A Teogonia de Hesíodo, também conhecida por Genealogia dos Deuses, é um poema mitológico de Hesíodo (séc. 8 a.C.). Trata da gênese dos deuses, descreve a origem do mundo, os reinados de Urano, Cronos e Zeus, e a união dos mortais aos deuses, desta forma nascendo os heróis mitológicos. Os personagens representam aspectos básicos da natureza e do homem, expressando assim as idéias dos primeiros gregos sobre a constituição do universo. Segundo a Mitologia Grega, contada por Hesíodo:

CAOS

No princípio existia apenas o Caos, a primeira divindade a surgir no universo, um ser solitário, o mais velho dos deus. Caos gerou de forma assexuada os filhos

* Nix (noite) e

* Érebus (Escuridão).

Érebus desposou sua irmã Nix, e deles nasceram

* Éther (luz celestial) e

* Hemera (o dia).

TÁRTARO

Tártaro era outro ser divino primordial, que aprisionava os condenados no mundo subterrâneo.

GAIA, GÊ

Gaia, deusa da terra, era a segunda divindade, com a missão de povoar o Caos. Com sua potencialidade criadora, gerou Urano (o céu), Pontos (rios) e as montanhas. Na solidão fria do Caos, surgiu Eros – o amor e a partir dele, nada mais poderia procriar sozinho. Movida pelo impulso determinador de Eros, Gaia se uniu ao seu filho primôgenito Urano dando origem aos:

* Cíclopes, seres de um olho só, divindades dos relâmpagos, dos trovões e dos raios;

* Hecatônquiros, também chamados de Centimanos, gigantes violentos de cem braços e cinquenta cabeças, divindades dos terremotos; e

* Titãs Oceanus, Céos, Crio, Hipérion, Jápeto, Cronos e às Titânides Febe, Réia, Téia, Têmis, Mnemosine, Tétis, deuses primitivos que tinham a forma humana.

URANO

Urano tinha o dom da profecia e descobriu que seria destronado por um de seus filhos, e vendo a natureza violenta dos filhos, encerrou-os no Tártaro. Revoltada, Gaia pede aos filhos para ajudá-la mas somente seu filho Cronos aceita castrar Urano e assim libertar os seus irmãos Titãs, os Cíclopes e os Gigantes. Cronos castra seu pai e joga seus genitais no mar, de onde surge:

a deusa Afrodite

as Ninfas Melíades ou Melissas, divindades femininas da fertilidade, protetoras das árvores, benfeitoras dos homens e da natureza. Nunca envelheciam e tinham o dom de profetizar, curar e nutrir.

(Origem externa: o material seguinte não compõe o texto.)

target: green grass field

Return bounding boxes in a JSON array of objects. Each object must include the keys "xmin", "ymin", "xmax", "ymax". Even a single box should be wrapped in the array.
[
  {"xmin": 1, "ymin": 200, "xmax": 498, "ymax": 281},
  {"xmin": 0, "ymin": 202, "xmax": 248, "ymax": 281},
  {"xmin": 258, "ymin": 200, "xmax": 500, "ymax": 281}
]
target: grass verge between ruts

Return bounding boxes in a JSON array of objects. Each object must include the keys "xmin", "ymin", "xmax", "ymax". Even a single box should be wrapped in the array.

as Erínias, que surgem do esperma de Urano: Tisífone (castigo), Megera (Rancor) e Alecto (Interminável) que viviam no Tártaro torturando as almas pecadoras.

Sem a interferência do pai, Cronos torna-se o rei dos deuses.

TITÃS E TITÂNIDES

* O Titã Oceanus, deus dos mares, desposa sua irmã Tétis, gerando as Ninfas dos mares, as Nereidas e os Seres marinhos.

* O Titã Céos, deus da inteligência, desposa sua irmã, a Titânide Febe, deusa da lua, gerando Astéria, deusa estelar e Leto, deusa do anoitecer.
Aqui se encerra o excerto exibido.